Krishnaswamy felt shaken by what seemed like an agenda to unravel him. But he concealed his feelings and put his hands on Somanath’s shoulders with the camaraderie of college days, as if the whole exercise of question and answer was but a game.

 

’Her mother used to call her Paapi. But what was her real name?’

 

Krishnaswamy remembered. The little girl with two braids and rashes all over her back. Jyoti.

 

’Yes, it’s the same Jyoti, who’s my student. The one who has come from Paris. Her mother has told her everything about you.’ Somanath winked.

 

Krishnaswamy wanted to desperately move away from physical contact with his friend. ‘I think I dropped my pen. Shall I go get it?’ he lied.

 

‘Come,’ Somanath said. The change in position had left him rested and he held on to the branch again. ‘There are many things that you don’t know; Haseena was like the glorious goddess Durga. Come let’s go.’ He lit a beedi as he had done before.

 

Krishnaswamy went to the gleaming crevice on the pretext of looking for his pen. Whatever it was that had shone before had ceased to shine, nothing was visible. Perhaps it was films of mica, famous in the region that had been gleaming.

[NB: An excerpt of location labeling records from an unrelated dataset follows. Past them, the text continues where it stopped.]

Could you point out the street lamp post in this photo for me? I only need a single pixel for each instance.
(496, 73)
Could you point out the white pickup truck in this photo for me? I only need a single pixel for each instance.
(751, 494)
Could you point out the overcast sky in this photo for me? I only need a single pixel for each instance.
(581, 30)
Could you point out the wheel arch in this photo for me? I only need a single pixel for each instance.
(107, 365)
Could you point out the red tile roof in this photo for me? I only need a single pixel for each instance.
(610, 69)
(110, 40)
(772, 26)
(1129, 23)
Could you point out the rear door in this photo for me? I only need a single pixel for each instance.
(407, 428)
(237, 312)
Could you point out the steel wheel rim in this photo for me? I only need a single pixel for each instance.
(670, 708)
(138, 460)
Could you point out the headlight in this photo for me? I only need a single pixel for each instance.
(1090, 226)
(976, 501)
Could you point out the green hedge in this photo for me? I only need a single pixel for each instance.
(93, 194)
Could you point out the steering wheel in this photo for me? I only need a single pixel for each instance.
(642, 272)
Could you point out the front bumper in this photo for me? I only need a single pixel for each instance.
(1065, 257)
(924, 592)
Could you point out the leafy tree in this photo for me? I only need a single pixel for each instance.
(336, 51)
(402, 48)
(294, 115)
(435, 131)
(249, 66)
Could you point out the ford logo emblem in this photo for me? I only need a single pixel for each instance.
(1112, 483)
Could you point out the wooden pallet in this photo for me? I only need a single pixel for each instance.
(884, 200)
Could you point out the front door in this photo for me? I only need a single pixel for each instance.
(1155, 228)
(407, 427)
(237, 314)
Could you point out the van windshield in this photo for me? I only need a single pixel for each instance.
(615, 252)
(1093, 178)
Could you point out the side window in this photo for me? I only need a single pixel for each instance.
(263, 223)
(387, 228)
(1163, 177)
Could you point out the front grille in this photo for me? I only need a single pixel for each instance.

The sun had shifted its position and maybe that’s why they were no longer doing so.

 

Krishnaswamy met the round, indifferent eyes of the chameleon. It was still there to his right, exactly at the height of the picture. The glimmering object had been on the left, at the opposite end, below the picture. At the point where the rocks met. Suddenly terrified for his life once more, he stooped. He was at the level of the picture and ran his fingers over the deer, bent further and crouched under the drawing. His eyes ran along the surface, searching. He spotted a small boat-shaped aperture. It was the place which had gleamed in the sunlight, the place he had seen from the shade. There were pieces of glass bangles in it. Red bangles, green bangles…. To lead Somanath to believe that he had found his pen, he picked up a piece of bangle and put it into his pocket. Instantly he felt as if an unknown woman’s fingers had touched his private parts and it electrified his being.

 

In the peak of passionate physical consummation, some woman must have thrown up her arms, must have rolled in ecstasy, lost to herself and to the world. Some unknown woman, from some unknown time. Yesterday, or the day before, or a hundred years ago, or even before the rocks collapsed. How did one comprehend these gestures that haven’t been discovered even by the divine thief? What or who is the couple that rolled here passionately, a single body with four arms trying to communicate to me?

 

Facing Somanath who looked like a sage from the times of the Rigveda, he dropped his hands into his pocket stroking the bangle piece. He had stumbled upon a secret that he wished to share with Somanath right here where he had found it. He said joyfully, but softly, to himself, ’Hey, you pompous fellow, it seems there was someone who came to your precious, secret place thousands of years ago and spent euphoric moments here. And here is a chameleon that has constantly resurrected itself and is as old as your picture.’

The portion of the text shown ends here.